NTV canlı yayınında Ahmet Ergen’in sorularını yanıtlayan Cumhurbaşkanı Yardımcısı Cevdet Yılmaz’ın açıklamalarından öne çıkanlar şöyle:
“Türkiye seçimle birlikte siyasi istikrarını pekiştirdi. Sayın Cumhurbaşkanımız güven tazeledi. Ekonomi belirsizlikten hoşlanmaz. Ekonomik aktörler güven ister. Siyasi anlamda önemli bir eşiği geçtik. Teknik olarak da belirsizlikleri ortadan kaldıracak çalışmalar sürdürüyoruz. Para politikası ekonomik politikanın bir bölümünü temsil ediyor. Ekonomi ekip işi. Bütün çalışmaların özetlendiği doküman orta vadeli program. Maliye politikası detayları ile yer alacak programda. Çok önemli dönüşümler yaşadık son günlerde. Bunun getirdiği mali yükler var. Ukrayna savaşından küresel ortama bütçeyi etkileyen süreçler var. Tüm bunlar orta vadeli programda netleşmiş olacak.
Öngörülebilirliği çok daha artırmış olacağız. İstişarelerle bu programı şekillendiriyoruz. Para politikası dışında yapmamız gereken reformlar var. Ekonomi sadece finanstan ibaret değil. Kalkınmakta olan bir ülkeyiz, yatırımları sürdürmemiz gerekli. Orta vadeli programda emeği temsil eden kişiler ekonomiye ilişkin neler öneriyorlar, bunu dinleyeceğiz. Tüm toplantılarla orta vadeli programı netleştireceğiz. Farklı sektörlerden toplantılar yapmaya devam edeceğiz. Öngörülebilirliği artıran bir program ortaya koymak istiyoruz.
Enflasyon beklentilerimizin elbette üstünde. Neden böyle bir tabloyla karşı karşıya kaldık? Depremin de etkisi var. Kurlarda uzun süre istikrarlı bir seyir vardı. Son dönemde kur reel bir zemine gelmiş oldu. Merkez Bankamız son dönemde 15 milyar dolar rezerv biriktirdi. Kurlardaki yükseliş enflasyonist bir etki yaptı ve beklentilerimizi güncellememiz gerekti. Enflasyonla mücadeleyi kararlı bir şekilde devam ettireceğiz. Deprem etkisi hariç, AB standartlarında bir bütçe açığı tutturmak istiyoruz. Para politikası çerçevesinde baktığımızda 2026’da faiz ve enflasyonu tek haneye düşürme hedefimiz var. Enflasyon sadece para politikasının da konusu değil. Yapısal reformlarımız da yer alacak.

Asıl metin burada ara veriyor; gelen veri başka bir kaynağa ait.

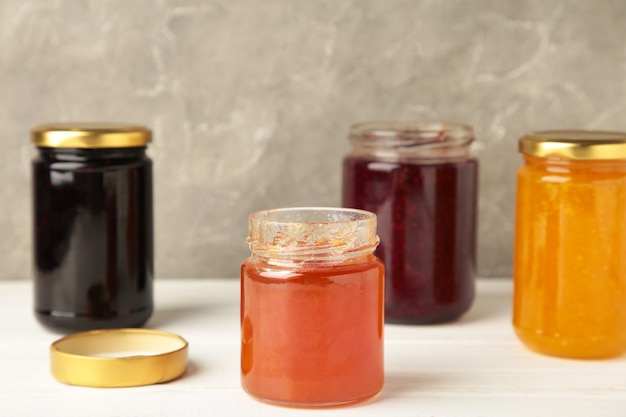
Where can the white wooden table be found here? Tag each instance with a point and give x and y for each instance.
(474, 367)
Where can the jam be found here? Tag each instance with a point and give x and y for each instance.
(569, 272)
(93, 237)
(426, 211)
(312, 309)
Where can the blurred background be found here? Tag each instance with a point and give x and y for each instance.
(251, 101)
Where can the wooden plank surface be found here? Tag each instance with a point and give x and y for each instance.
(473, 367)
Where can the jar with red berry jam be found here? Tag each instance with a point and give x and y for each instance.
(421, 181)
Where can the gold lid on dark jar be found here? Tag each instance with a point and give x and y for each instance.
(90, 135)
(575, 144)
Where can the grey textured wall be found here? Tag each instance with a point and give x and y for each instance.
(251, 100)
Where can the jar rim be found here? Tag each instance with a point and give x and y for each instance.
(430, 141)
(312, 233)
(575, 144)
(90, 135)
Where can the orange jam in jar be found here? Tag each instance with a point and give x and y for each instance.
(570, 246)
(312, 307)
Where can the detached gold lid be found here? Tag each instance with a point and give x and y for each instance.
(118, 358)
(90, 135)
(575, 144)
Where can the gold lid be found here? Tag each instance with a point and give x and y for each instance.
(90, 135)
(575, 144)
(118, 358)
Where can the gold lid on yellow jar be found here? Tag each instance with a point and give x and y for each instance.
(575, 144)
(90, 135)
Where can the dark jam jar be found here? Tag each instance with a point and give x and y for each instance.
(421, 182)
(93, 237)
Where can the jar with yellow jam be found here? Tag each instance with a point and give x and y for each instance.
(570, 245)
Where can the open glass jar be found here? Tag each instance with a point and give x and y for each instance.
(421, 182)
(312, 307)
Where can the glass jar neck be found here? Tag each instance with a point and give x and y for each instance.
(574, 165)
(312, 235)
(426, 143)
(91, 154)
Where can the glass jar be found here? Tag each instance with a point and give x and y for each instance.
(92, 200)
(312, 307)
(421, 182)
(570, 268)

İhracat finansmanı için 3 milyar, deprem finansmanı için 8,5 milyar dolar gelecek Birleşik Arap Emirlikleri ile imzalanan anlaşma doğrultusunda. Hazine görüşmeleri yürütüyor. Bunlar hızlı gerçekleşecek diye bekliyoruz. Suudi Arabistan ile tarihimizin en yüksek savunma sanayii anlaşması gerçekleştirildi. En önemlisi BAE ile yapılan ve somutlaştırılmış olan anlaşma. Enerji fiyatlarının yükseldiği bir dönemden geçtik. Körfez ülkelerinde ciddi bir kaynak oluştu. Bu kaynakları dünyanın farklı ülkelerinde değerlendirme niyetindeler. Bu, Türkiye’nin ihtiyaç duyduğu döviz girişi ve doğrudan yatırım konusunda avantaj sağlayacak.

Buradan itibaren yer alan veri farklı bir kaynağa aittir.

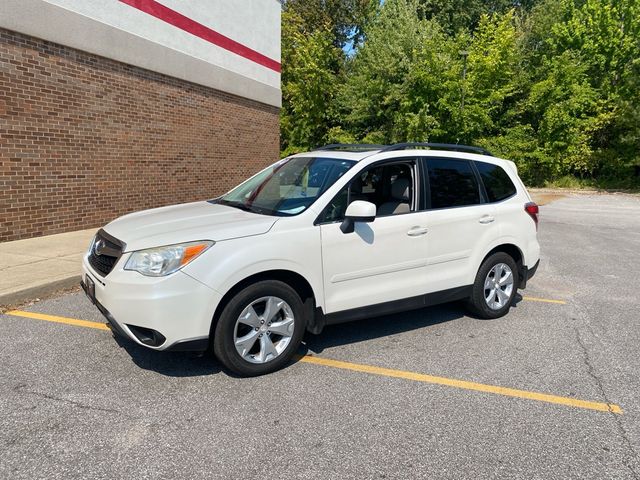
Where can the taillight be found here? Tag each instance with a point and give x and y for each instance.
(532, 209)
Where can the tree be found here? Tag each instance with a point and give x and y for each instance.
(310, 77)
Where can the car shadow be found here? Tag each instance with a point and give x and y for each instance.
(170, 364)
(376, 327)
(192, 364)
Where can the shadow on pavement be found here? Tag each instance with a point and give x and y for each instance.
(190, 364)
(363, 330)
(171, 364)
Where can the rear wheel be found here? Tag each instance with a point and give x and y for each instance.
(260, 329)
(495, 286)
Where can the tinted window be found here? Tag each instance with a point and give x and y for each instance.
(496, 181)
(452, 183)
(381, 185)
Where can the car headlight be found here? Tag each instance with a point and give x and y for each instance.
(161, 261)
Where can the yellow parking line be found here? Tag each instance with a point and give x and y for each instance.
(545, 300)
(387, 372)
(449, 382)
(65, 320)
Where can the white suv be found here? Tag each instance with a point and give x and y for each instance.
(345, 232)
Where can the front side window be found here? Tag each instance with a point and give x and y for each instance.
(389, 187)
(496, 181)
(452, 183)
(287, 187)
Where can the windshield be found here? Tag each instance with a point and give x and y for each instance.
(287, 187)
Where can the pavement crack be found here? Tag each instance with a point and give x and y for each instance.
(616, 418)
(22, 389)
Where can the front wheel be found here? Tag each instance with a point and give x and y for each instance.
(260, 329)
(495, 286)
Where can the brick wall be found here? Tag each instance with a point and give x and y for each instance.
(84, 139)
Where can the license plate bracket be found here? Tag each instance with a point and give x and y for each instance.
(90, 288)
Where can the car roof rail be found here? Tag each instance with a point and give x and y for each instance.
(353, 147)
(438, 146)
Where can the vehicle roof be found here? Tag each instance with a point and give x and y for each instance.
(361, 155)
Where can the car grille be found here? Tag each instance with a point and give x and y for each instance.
(105, 252)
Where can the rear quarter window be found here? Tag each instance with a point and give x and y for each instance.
(452, 183)
(496, 181)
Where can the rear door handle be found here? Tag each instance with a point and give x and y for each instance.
(417, 231)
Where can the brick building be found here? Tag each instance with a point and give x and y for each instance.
(111, 106)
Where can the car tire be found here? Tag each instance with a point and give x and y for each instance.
(245, 316)
(486, 301)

Proje bazlı yatırımlarla kaynak girişi olacak. Enerjide Türkiye’nin muazzam bir yatırım potansiyeli var. Cari açığımızın önemli bir kısmını enerji oluşturuyor. Buralarda mutlaka daha fazla uluslararası sermayeyi cezbetmesi gerekiyor. Cari açığımızı düşürerek makro ekonomik istikrarımıza katkı sağlayacak. Sayın Cumhurbaşkanımız sayesinde Türkiye savunma sanayiinde ciddi bir atılım gerçekleştirdi. 2028’den önce 10 milyar dolar olan ihracat hedefimize daha önceden ulaşacağız. Körfez ülkeleri de bunun bir parçası.

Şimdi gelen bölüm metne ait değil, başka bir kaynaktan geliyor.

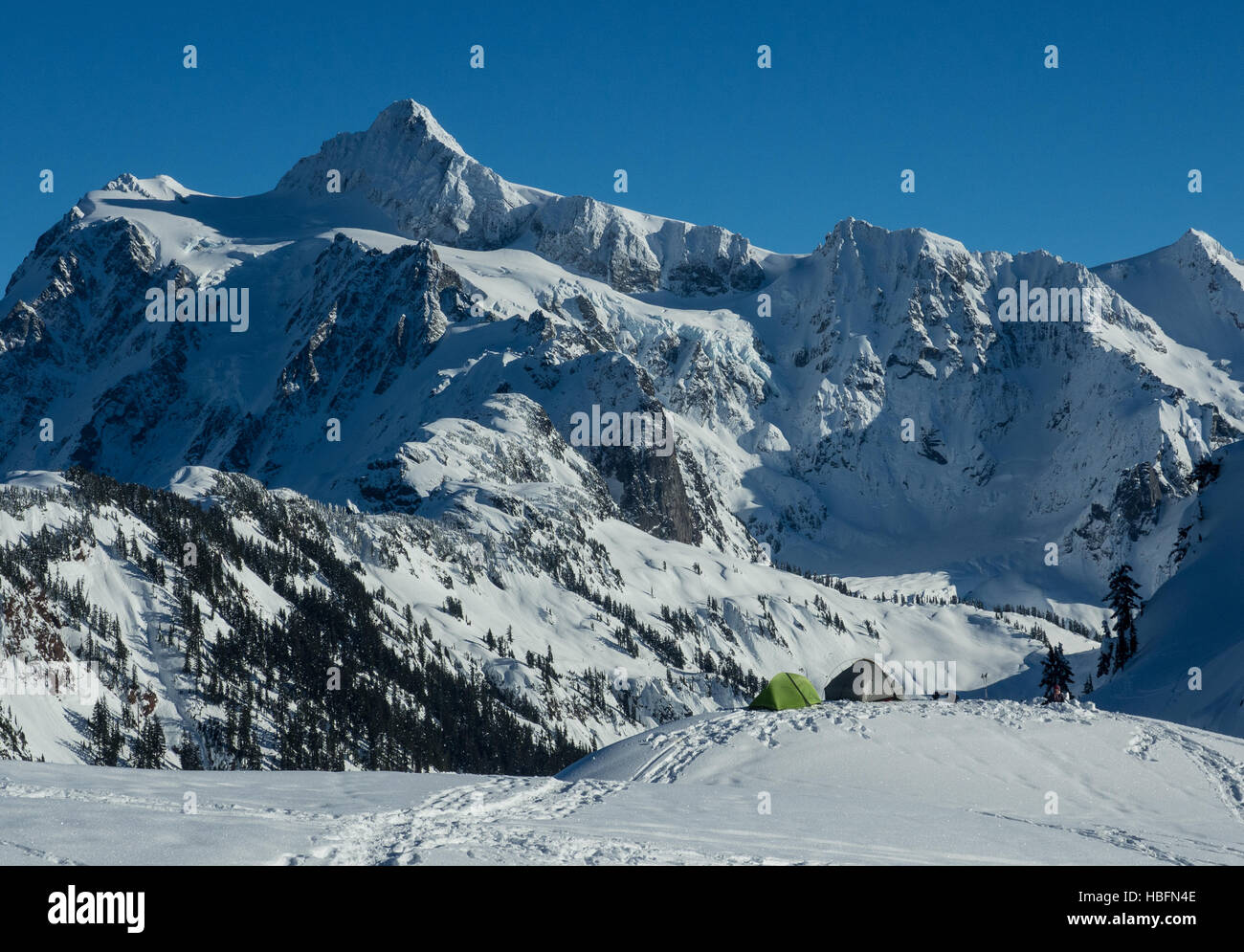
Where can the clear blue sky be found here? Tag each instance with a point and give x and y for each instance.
(1089, 161)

11 ilimizi etkileyen tarihimizin en büyük felaketini yaşadık. Vergi artışlarındaki ana unsur deprem. Enflasyonist etki hem giderlerinizi hem gelirlerinizi artırıyor. Kamu son dönemde enerji fiyatlarını sübvanse etti. Kamuda giderler artarken gelirlerin de artması gerekiyor. Bütçe imkanları zorlanarak ücret artışları yapıldı. Ama ağırlıklı faktör deprem etkisi. Birkaç yıl içinde bu artışları yapıp bitireceğiz. Kamu da fedakarlık yapılacak. Cumhurbaşkanımızın bir tasarruf genelgesi var, hala yürürlükte. Bu ay sonuna kadar ilave tasarruf tedbirleri istendi. Tasarruf kaynakları kullanmamak değildir, kaynakları verimli kullanmak demektir.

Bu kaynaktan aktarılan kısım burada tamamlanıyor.